Mohammed echter heeft dat beeld betreffende God en zijn Zoon dermate
verdraaid dat het vrijwel onherkenbaar is geworden. Hoe kan Mohammed dan een
profeet in Bijbelse zin zijn? Natuurlijk in het geheel niet; eerder een
'profeet' die valt in de categorie van de antichristen, want volgens 1 Johannes
2:22 ontkennen dezen dat Jezus de gezalfde Koning van Israël is (de Messias).
En zulke personen loochenen zowel de Vader als de Zoon.
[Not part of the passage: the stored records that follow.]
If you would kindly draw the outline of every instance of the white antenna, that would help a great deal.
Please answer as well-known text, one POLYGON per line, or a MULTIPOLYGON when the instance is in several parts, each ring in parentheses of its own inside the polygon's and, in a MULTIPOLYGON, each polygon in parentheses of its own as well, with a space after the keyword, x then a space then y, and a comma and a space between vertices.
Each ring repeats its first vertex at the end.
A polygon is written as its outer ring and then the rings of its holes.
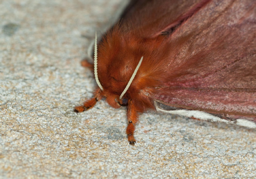
POLYGON ((95 76, 95 79, 96 80, 96 82, 98 85, 101 88, 101 90, 103 91, 103 88, 101 84, 101 83, 99 80, 99 78, 98 77, 98 72, 97 72, 97 32, 95 33, 95 43, 94 44, 94 76, 95 76))
POLYGON ((122 97, 123 97, 123 96, 124 96, 124 95, 125 93, 125 92, 126 92, 126 91, 127 91, 128 90, 128 88, 130 86, 130 85, 131 85, 131 84, 132 83, 132 80, 134 78, 135 76, 136 75, 136 73, 137 73, 137 72, 138 71, 138 69, 139 69, 139 68, 140 67, 140 66, 141 62, 142 61, 142 59, 143 59, 143 56, 142 56, 142 57, 141 57, 141 58, 140 58, 140 61, 139 62, 139 64, 138 64, 138 65, 137 65, 137 67, 136 67, 136 68, 135 68, 135 70, 134 71, 134 72, 133 72, 133 73, 132 74, 132 77, 131 77, 130 80, 128 82, 128 84, 126 86, 126 87, 125 87, 125 88, 124 88, 124 91, 123 92, 122 94, 121 94, 121 96, 120 96, 120 97, 119 97, 119 99, 122 99, 122 97))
Wat Johannes in zijn Eerste Brief dienaangaande schreef in hoofdstuk 2, de vv 21 tot en met 24, is beslist verhelderend:
Ik heb jullie niet geschreven omdat gij de waarheid niet kent, maar omdat gij haar kent, en
omdat geen enkele leugen uit de waarheid is. Wie anders is de leugenaar dan hij die
loochent dat Jezus de Messias is? Deze is de antichrist, hij die de Vader en de Zoon loochent. Ieder die de Zoon
loochent, heeft ook de Vader niet; hij die de Zoon belijdt, heeft ook de Vader.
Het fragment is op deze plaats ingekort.